3. De-duplicate¹. To reduce computational demands, sequences are compressed by identity following trimming to the desired region, by computing a hash value for each sequence (currently the SHA-1 message digest, 160 bits encoded as a 40-character hex string). To prevent the loss of parsimony-informative characters when they occur in identical strings, however, multiple sequences are reduced to a minimum of two occurrences.

4. Codon-align. Gaps are introduced into the entire compressed alignment so that the alignment column containing the last base of each codon has a number divisible by three; this simplifies processing of translations. Code for this procedure is derived from the GeneCutter tool from the LANL HIV database (https://www.hiv.lanl.gov/content/sequence/GENE_CUTTER/cutter.html).

5. Partition (full/spike-only). For subalignments that encompass the spike protein and substantial additional sequence, the spike region is extracted separately, to allow matched comparisons.

6. Build parsimony trees. A brief parsimony search (parsimony ratchet, with 5 replicates) is performed with ‘oblong’ (Goloboff, 2014) This is intended as an efficient clustering procedure rather than an explicit attempt to achieve an accurate phylogenetic reconstruction, but it appears to yield reasonable results in this situation of a very large number of sequences with a very small number of changes, where more complex models may be subject to overfitting. When multiple most-parsimonious trees are found, only the shortest of these (under a p-distance criterion) is retained. Distance scoring is performed with PAUP^∗ (Swofford, 2003).

7. Re-duplicate (expand, i.e., uncompress). The original sequence names and occurrence counts are restored to FastA format files and the appropriate leaf taxa added to the parsimony trees.

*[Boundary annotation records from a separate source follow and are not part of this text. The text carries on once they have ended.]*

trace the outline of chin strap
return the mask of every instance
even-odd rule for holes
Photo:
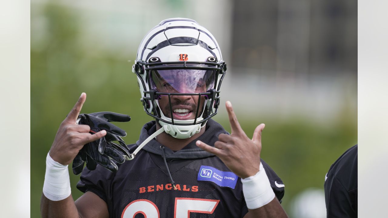
[[[146,144],[147,144],[147,143],[149,142],[150,141],[152,140],[152,139],[153,139],[154,138],[158,135],[160,133],[164,132],[164,131],[165,131],[165,128],[164,127],[162,127],[161,128],[160,128],[157,131],[156,131],[155,132],[155,133],[154,133],[154,134],[149,136],[149,137],[148,137],[148,138],[147,138],[147,139],[144,140],[144,141],[142,143],[142,144],[140,144],[140,145],[139,145],[139,147],[137,147],[137,148],[136,149],[136,150],[135,150],[135,151],[134,151],[133,153],[130,155],[129,157],[126,158],[126,159],[128,160],[133,159],[133,158],[135,158],[135,156],[136,155],[136,154],[137,154],[137,152],[138,152],[140,150],[141,150],[141,149],[143,148],[143,147],[144,147],[144,145],[145,145]]]

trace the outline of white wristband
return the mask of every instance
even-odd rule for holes
[[[262,207],[275,197],[275,193],[261,163],[259,171],[255,175],[242,178],[241,182],[242,193],[248,209],[255,209]]]
[[[63,200],[71,194],[68,166],[55,161],[47,154],[43,185],[43,194],[46,197],[56,201]]]

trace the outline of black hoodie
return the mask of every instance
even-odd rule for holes
[[[155,121],[144,125],[139,140],[128,145],[131,151],[156,130]],[[197,140],[214,146],[222,133],[228,133],[210,119]],[[116,173],[100,165],[93,171],[85,168],[77,187],[84,192],[91,191],[106,202],[110,217],[187,217],[188,213],[192,218],[242,217],[248,211],[241,178],[217,157],[197,147],[196,141],[176,152],[165,147],[167,168],[161,145],[152,140],[133,160],[119,165]],[[262,163],[281,201],[283,183],[268,164]]]

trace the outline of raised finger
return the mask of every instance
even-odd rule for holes
[[[237,120],[237,117],[233,111],[233,108],[232,106],[232,103],[229,101],[227,101],[225,104],[226,111],[228,112],[229,116],[229,122],[230,123],[230,128],[232,129],[232,134],[241,133],[243,132],[241,129],[240,123]]]
[[[105,130],[101,130],[94,134],[88,133],[84,133],[82,134],[83,134],[83,137],[81,139],[81,142],[82,142],[83,144],[85,145],[100,138],[106,135],[106,131]]]
[[[68,114],[68,116],[65,119],[65,120],[69,121],[71,123],[75,123],[78,118],[78,115],[80,115],[80,112],[82,108],[82,106],[86,100],[86,93],[83,92],[80,96],[80,98],[78,99],[77,103],[75,103],[74,107],[70,112]]]
[[[252,137],[252,142],[255,143],[261,142],[262,132],[265,127],[265,125],[264,123],[262,123],[256,127],[256,128],[255,129],[255,131],[253,132],[253,135]]]
[[[202,149],[202,150],[215,154],[217,156],[222,156],[222,153],[221,149],[211,146],[199,140],[196,142],[195,144],[199,148]]]
[[[227,134],[220,134],[218,135],[218,140],[223,142],[228,142],[232,140],[232,137]]]

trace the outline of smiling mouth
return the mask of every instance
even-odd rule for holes
[[[189,119],[192,114],[192,111],[185,108],[176,108],[173,111],[173,118],[177,119]]]

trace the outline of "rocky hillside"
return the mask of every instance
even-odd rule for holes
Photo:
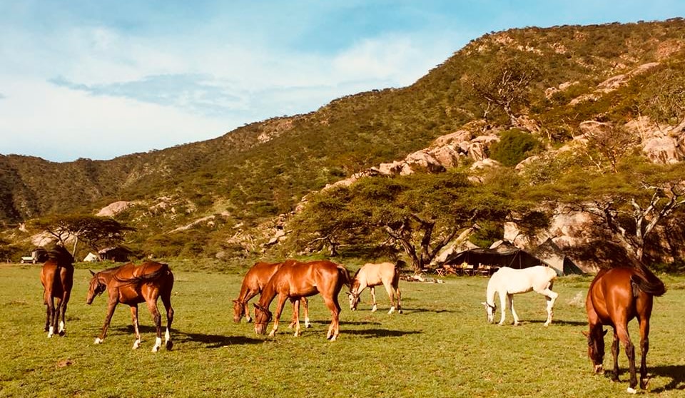
[[[539,170],[559,153],[602,155],[599,138],[621,149],[613,163],[593,158],[598,168],[618,167],[625,148],[681,163],[684,59],[681,19],[513,29],[472,41],[409,87],[214,140],[108,161],[0,155],[3,239],[25,239],[16,227],[31,218],[102,211],[137,228],[128,243],[141,252],[225,258],[268,247],[289,229],[280,215],[308,193],[364,175],[457,168],[482,183],[488,168]],[[497,86],[502,76],[509,86]],[[534,157],[502,155],[503,135],[519,132],[537,143]],[[670,253],[682,259],[681,249]]]

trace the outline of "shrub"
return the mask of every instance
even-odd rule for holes
[[[504,131],[499,142],[490,148],[490,158],[506,166],[514,166],[519,162],[534,155],[542,148],[542,143],[529,133],[517,128]]]

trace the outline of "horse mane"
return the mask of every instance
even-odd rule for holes
[[[661,296],[666,293],[664,282],[642,262],[636,263],[635,270],[637,273],[630,277],[630,281],[641,291],[653,296]]]

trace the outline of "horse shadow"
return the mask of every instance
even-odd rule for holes
[[[664,387],[652,389],[651,392],[664,392],[674,389],[685,390],[685,365],[657,366],[649,368],[655,376],[669,377],[671,381]]]
[[[346,335],[363,336],[366,339],[375,337],[400,337],[407,335],[420,335],[422,332],[415,330],[390,330],[388,329],[366,329],[364,330],[345,330]]]
[[[114,328],[118,332],[133,333],[133,327],[131,325],[119,326]],[[139,325],[138,327],[141,334],[154,334],[157,330],[153,326]],[[176,329],[171,329],[172,340],[176,342],[194,342],[204,345],[207,348],[220,348],[227,345],[244,345],[248,344],[260,344],[263,340],[245,337],[245,336],[223,336],[220,335],[207,335],[204,333],[186,333]]]

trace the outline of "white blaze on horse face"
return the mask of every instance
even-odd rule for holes
[[[153,352],[157,352],[159,351],[159,347],[162,346],[162,338],[157,337],[155,339],[155,347],[152,347]]]

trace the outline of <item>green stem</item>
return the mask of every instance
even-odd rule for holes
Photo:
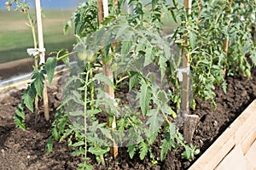
[[[92,71],[92,66],[90,65],[90,78],[92,80],[93,78],[93,71]],[[93,82],[90,83],[90,100],[94,102],[94,93],[95,93],[95,87]],[[91,109],[94,109],[94,105],[91,105]]]
[[[86,138],[86,133],[87,133],[87,124],[86,124],[86,118],[87,118],[87,84],[89,80],[89,73],[90,71],[87,71],[86,77],[85,77],[85,84],[84,84],[84,156],[85,160],[87,157],[87,138]]]

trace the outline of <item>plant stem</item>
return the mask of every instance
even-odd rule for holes
[[[36,37],[36,31],[35,31],[35,26],[32,23],[32,20],[30,16],[30,14],[27,13],[27,19],[29,20],[29,25],[28,26],[31,28],[31,31],[32,33],[32,37],[33,37],[33,43],[34,43],[34,48],[37,48],[38,45],[37,45],[37,37]],[[35,65],[34,65],[34,70],[35,71],[38,71],[38,56],[36,55],[35,56]],[[37,122],[37,117],[38,117],[38,113],[39,111],[39,109],[38,109],[38,95],[37,94],[36,97],[35,97],[35,112],[36,112],[36,119],[35,119],[35,122]]]
[[[85,77],[85,83],[84,83],[84,156],[85,159],[87,157],[87,138],[86,138],[86,133],[87,133],[87,124],[86,124],[86,118],[87,118],[87,84],[88,84],[88,79],[90,75],[90,70],[87,71],[86,77]]]
[[[92,66],[90,65],[90,78],[92,80],[93,78],[93,71],[92,71]],[[93,82],[90,83],[90,100],[91,102],[94,102],[94,92],[95,92],[95,87]],[[91,109],[94,109],[94,105],[91,105]]]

8. Sort alignment by tree. Sequences in the FastA files are sorted by the expanded tree, allowing patterns of mutation to be discerned by inspection.

9. Mutations of interest can be readily tracked on the trees to resolve whether they are identified in predominantly in single clades or distributed throughout the tree and likely to be recurring (e.g., Figure 7 (sites of interest with low frequency amino acid substitutions) and Figure S6 (Site 614)).